What About Other Wildlife?
The Johnson Nursery Corporation states that while Calibrachoa isn’t “deer resistant,” necessarily, “deer do not seem to be interested in grazing on them.”
In addition to hummingbirds, other pollinators like bees and butterflies are likely to visit and pollinate Calibrachoa flowers.
How To Grow Calibrachoa Plants
I can’t pretend to be an expert in the specifics required to grow most plants, so I’ll defer to the experts over at Gardeners’ World Magazine:
They suggest partial shade with about six hours of sunlight per day, keeping them well-watered while draining excess soil. They grow best in pots and baskets, though that doesn’t mean they can never be planted in the ground.
For more on how to grow Calibrachoa plants, click the link above.
Where Are Calibrachoa Plants Native To?
Most species are native to South America and Central America, which is also where most hummingbirds are native. One Calibrachoa species is most commonly associated with native residence in parts of the United States, Calibrachoa parviflora.
This plant’s common name is the seaside petunia, though it’s not a petunia at all. According to the Smithsonian Environmental Research Center, it may be native to the Gulf Coast states and California in addition to Mexico and South America, while it has also been found in the Northeast for quite some time.
The center reports that it was found in Baltimore, Philadelphia, and Brooklyn in the 1800s, but it was likely brought there in the dry ballast of ships.
Frequently Asked Questions
What Other Flowers Do Hummingbirds Like?
Hummingbirds are most commonly associated with brightly colored, tubular-shaped flowers, especially red, orange, yellow, and pink ones.

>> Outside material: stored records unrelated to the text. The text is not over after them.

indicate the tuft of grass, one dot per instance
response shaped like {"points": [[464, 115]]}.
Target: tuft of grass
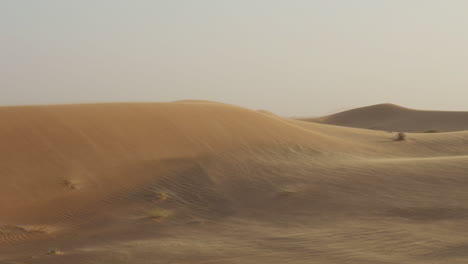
{"points": [[401, 136], [72, 185], [158, 213], [54, 251]]}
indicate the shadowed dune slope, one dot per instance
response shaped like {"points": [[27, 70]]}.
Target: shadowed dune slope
{"points": [[205, 182], [390, 117]]}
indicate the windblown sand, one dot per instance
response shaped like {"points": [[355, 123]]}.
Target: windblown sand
{"points": [[202, 182], [390, 117]]}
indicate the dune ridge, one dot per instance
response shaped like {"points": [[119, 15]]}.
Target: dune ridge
{"points": [[205, 182], [390, 117]]}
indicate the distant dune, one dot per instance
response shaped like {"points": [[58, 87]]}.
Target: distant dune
{"points": [[390, 117], [205, 182]]}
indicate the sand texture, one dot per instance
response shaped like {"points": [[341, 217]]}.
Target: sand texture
{"points": [[204, 182]]}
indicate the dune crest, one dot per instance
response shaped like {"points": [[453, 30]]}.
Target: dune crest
{"points": [[205, 182]]}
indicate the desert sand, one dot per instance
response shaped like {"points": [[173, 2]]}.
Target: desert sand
{"points": [[205, 182], [390, 117]]}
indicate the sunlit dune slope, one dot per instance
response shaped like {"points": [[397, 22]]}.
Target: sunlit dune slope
{"points": [[205, 182], [389, 117]]}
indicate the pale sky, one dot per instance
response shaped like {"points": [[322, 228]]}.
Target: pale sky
{"points": [[292, 57]]}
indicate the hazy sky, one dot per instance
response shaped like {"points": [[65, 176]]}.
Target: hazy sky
{"points": [[293, 57]]}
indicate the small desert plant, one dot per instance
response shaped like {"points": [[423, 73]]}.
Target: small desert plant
{"points": [[72, 185], [401, 136], [158, 213], [54, 251]]}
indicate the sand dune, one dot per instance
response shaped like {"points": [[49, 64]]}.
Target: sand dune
{"points": [[204, 182], [390, 117]]}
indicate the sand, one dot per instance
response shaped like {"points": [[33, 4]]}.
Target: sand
{"points": [[390, 117], [205, 182]]}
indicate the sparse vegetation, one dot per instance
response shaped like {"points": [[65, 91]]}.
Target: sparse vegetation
{"points": [[158, 213], [54, 251], [401, 136]]}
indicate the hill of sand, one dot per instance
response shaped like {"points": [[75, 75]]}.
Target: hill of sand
{"points": [[203, 182], [390, 117]]}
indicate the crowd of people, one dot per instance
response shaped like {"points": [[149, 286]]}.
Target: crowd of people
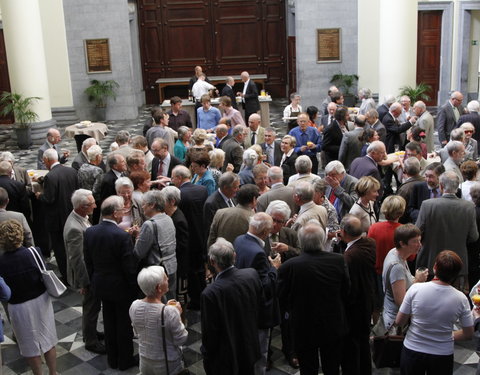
{"points": [[233, 221]]}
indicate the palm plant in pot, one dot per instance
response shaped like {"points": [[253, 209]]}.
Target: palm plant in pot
{"points": [[99, 92], [19, 106]]}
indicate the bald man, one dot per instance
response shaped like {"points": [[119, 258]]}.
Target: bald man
{"points": [[53, 138]]}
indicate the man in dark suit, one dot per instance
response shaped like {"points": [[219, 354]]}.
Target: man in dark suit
{"points": [[251, 254], [17, 193], [77, 276], [383, 109], [230, 311], [233, 148], [287, 163], [192, 200], [118, 166], [249, 95], [53, 138], [111, 267], [221, 132], [425, 190], [333, 135], [228, 91], [58, 186], [448, 116], [360, 258], [163, 162], [271, 147], [314, 327], [228, 185], [278, 191], [368, 165]]}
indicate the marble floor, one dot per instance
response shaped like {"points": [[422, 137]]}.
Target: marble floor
{"points": [[73, 359]]}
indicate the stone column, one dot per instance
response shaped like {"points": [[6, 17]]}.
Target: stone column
{"points": [[26, 58], [398, 46]]}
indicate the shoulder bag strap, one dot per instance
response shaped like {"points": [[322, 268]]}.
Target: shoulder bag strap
{"points": [[37, 257], [164, 339]]}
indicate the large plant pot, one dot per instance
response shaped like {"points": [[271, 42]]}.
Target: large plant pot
{"points": [[24, 137], [101, 113]]}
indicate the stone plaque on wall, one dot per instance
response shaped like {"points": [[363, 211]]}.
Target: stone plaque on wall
{"points": [[97, 53], [328, 45]]}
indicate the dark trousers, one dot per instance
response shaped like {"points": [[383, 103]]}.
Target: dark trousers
{"points": [[330, 353], [118, 333], [91, 307], [356, 357], [416, 363], [56, 241]]}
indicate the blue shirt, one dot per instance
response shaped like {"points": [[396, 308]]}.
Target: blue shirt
{"points": [[310, 134], [208, 119]]}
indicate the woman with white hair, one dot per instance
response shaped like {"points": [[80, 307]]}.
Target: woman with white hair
{"points": [[250, 159], [158, 326]]}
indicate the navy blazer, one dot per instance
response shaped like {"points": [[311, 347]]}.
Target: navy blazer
{"points": [[251, 255], [110, 262]]}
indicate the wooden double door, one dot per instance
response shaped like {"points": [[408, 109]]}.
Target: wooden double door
{"points": [[225, 37]]}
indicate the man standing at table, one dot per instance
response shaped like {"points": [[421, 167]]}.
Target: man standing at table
{"points": [[249, 95], [308, 140], [53, 138]]}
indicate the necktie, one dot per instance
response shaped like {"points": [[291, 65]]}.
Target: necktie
{"points": [[160, 168]]}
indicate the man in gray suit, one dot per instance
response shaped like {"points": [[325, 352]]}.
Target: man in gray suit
{"points": [[456, 227], [456, 153], [341, 188], [8, 215], [351, 146], [448, 116], [425, 121], [77, 276], [278, 191]]}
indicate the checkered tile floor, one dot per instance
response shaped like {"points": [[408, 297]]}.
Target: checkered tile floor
{"points": [[73, 359]]}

Among the flowers typically considered their favorites are cardinal flower, beebalms, honeysuckles, hummingbird trumpet, columbine, and lupine, though any nectar-providing flower has some opportunity to receive hummingbird visits.
What Else Can You Do To Attract Hummingbirds to Your Yard?
Most of a hummingbird’s diet is typically insects and small spiders, so in addition to natural nectar-rich flowers and feeders, hummingbirds need insects.
Filling your yard with native plants will help the insects immensely, and in turn, it will help the hummingbirds and other songbirds.
And if you want to see hummingbirds regularly, getting them to nest in your yard is the best way to do that. This requires not only food but adequate cover and nesting habitat. Tall deciduous trees as well as shorter bushes for cover will help hummingbirds feel safe in your yard and enhance your chances of making them regular residents in your location.
Fresh water in a bird bath or from a natural source like a pond or river can also be a bonus.